The Trump administration’s Treasury Department sent coronavirus stimulus checks to over 1 million people, totaling nearly $1.4 billion as of April 30. According to The Washington Post, while it was known that some deceased individuals were sent the $1,200 payments, the massive scale of the error wasn’t known until now.
The U.S. Government Accountability Office reported on the details of where the nearly $3 trillion coronavirus relief spending package passed in March went.
The Treasury Department doesn’t have access to social security death records, though the Internal Revenue Service does. After the CARES Act was passed, the IRS sent out $269 billion to over 160 million Americans. Stimulus payments went to anyone who made up to $99,000 annually and who had filed taxes in 2018 or 2019. But it appears that those who subsequently died still received a payment.
In the future, the GAO urges, the Treasury Department should be given access so that they can limit these types of errors, noting Congress should “provide Treasury with access to the Social Security Administration’s full set of death records, and require that Treasury consistently use it, to help reduce similar types of improper payments.”
The report also said that the IRS “should consider cost-effective options for notifying ineligible recipients how to return payments.”
The IRS published an announcement prior to the findings on its website telling people that they should return any payments sent to dead or incarcerated individuals, but the GAO says that it doesn’t appear the IRS is willing to take additional steps at this point to recover the money.
“We appreciate and agree with your recommendation that we consider cost effective options for notifying ineligible recipients on how to return payments. We are currently considering options in that regard,” said Thomas A. Brandt, IRS Chief Risk Officer.
The news comes as President Donald Trump and some members of his administration have begun calling for another round of stimulus checks for Americans who continue to be hit hard by the impact of the novel coronavirus pandemic.
New cases of the virus have reached record-breaking numbers in recent days. But the news of how the first round of checks were mismanaged could impact the willingness of Congress to issue additional direct relief payments.

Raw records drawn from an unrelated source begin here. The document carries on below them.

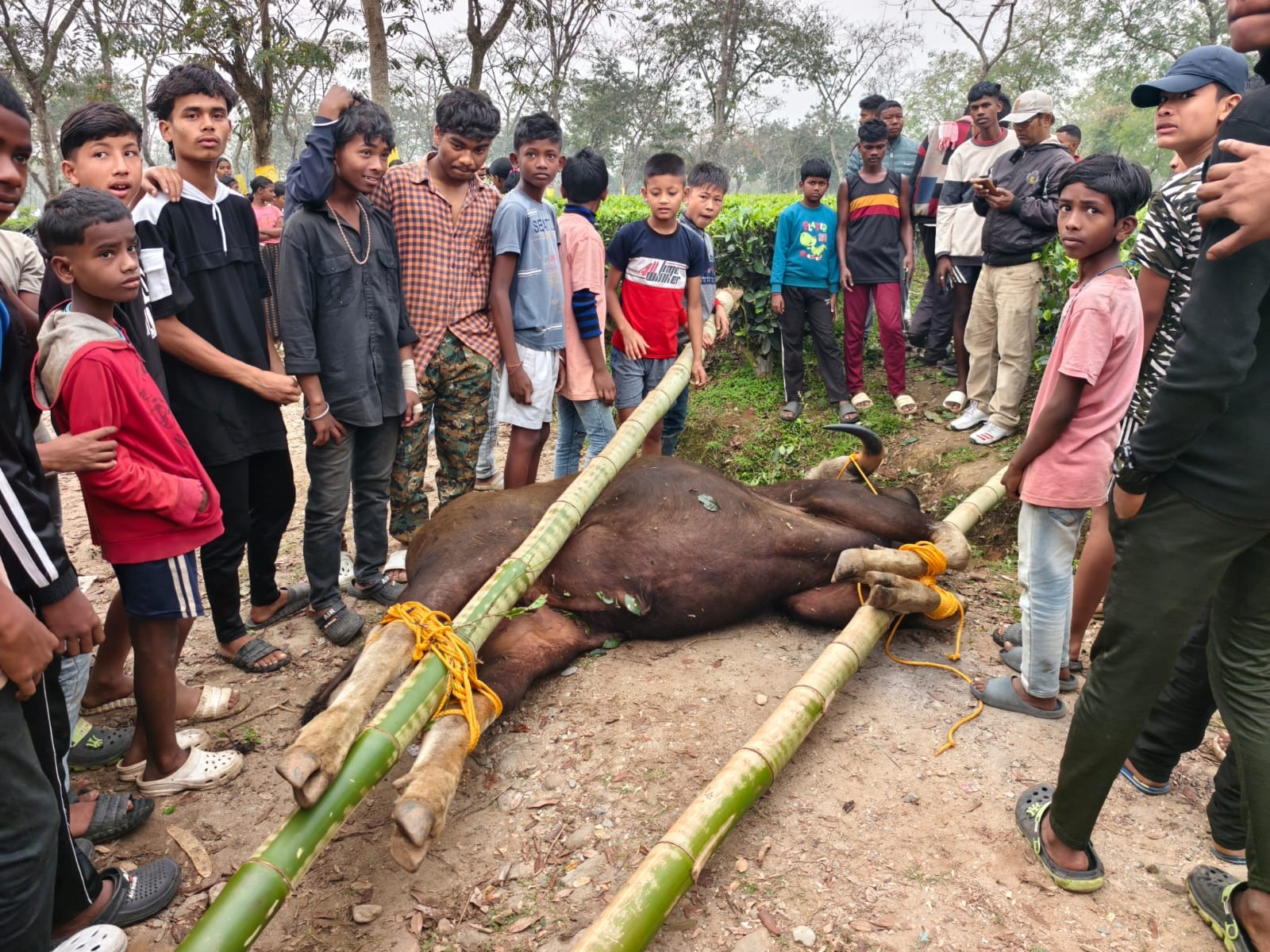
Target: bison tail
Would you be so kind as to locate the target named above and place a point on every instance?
(321, 700)
(874, 451)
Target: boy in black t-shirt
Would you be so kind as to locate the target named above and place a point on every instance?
(224, 378)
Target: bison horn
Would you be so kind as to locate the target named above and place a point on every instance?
(872, 459)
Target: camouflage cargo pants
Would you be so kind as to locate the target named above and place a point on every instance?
(455, 389)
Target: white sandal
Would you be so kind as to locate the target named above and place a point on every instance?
(214, 704)
(186, 740)
(201, 771)
(95, 939)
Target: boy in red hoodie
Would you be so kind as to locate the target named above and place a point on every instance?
(156, 505)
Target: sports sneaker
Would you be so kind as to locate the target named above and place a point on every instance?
(969, 419)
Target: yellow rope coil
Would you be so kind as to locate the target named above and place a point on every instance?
(433, 632)
(937, 564)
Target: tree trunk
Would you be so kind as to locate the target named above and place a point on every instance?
(728, 21)
(483, 41)
(374, 13)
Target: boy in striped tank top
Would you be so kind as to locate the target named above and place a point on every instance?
(876, 255)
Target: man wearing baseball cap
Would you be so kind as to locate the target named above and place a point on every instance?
(1019, 201)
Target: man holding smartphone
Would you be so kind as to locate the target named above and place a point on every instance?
(959, 228)
(1019, 201)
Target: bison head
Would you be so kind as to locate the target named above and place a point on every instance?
(869, 459)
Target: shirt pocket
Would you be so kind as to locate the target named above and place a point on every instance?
(391, 278)
(336, 279)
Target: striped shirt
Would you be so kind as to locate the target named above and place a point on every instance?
(444, 259)
(1168, 245)
(874, 248)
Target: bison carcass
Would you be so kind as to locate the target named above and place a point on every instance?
(668, 549)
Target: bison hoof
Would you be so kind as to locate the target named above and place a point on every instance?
(406, 854)
(417, 823)
(302, 771)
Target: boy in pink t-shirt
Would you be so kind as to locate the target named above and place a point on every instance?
(1062, 469)
(583, 403)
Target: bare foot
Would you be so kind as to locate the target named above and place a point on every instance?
(1142, 780)
(88, 917)
(228, 649)
(1068, 858)
(1043, 704)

As the Washington Post notes, the GAO’s report “makes clear how, in the mad dash to pass legislation to prop up an economy in free-fall in the midst of an unprecedented pandemic, mistakes were made.”
The report noted that full details on how the nearly $3 trillion was spent isn’t available because agencies don’t have to report their spending until July.
“It is unfortunate that the public will have waited more than 4 months” since the act was passed to understand how the money was spent, the report noted.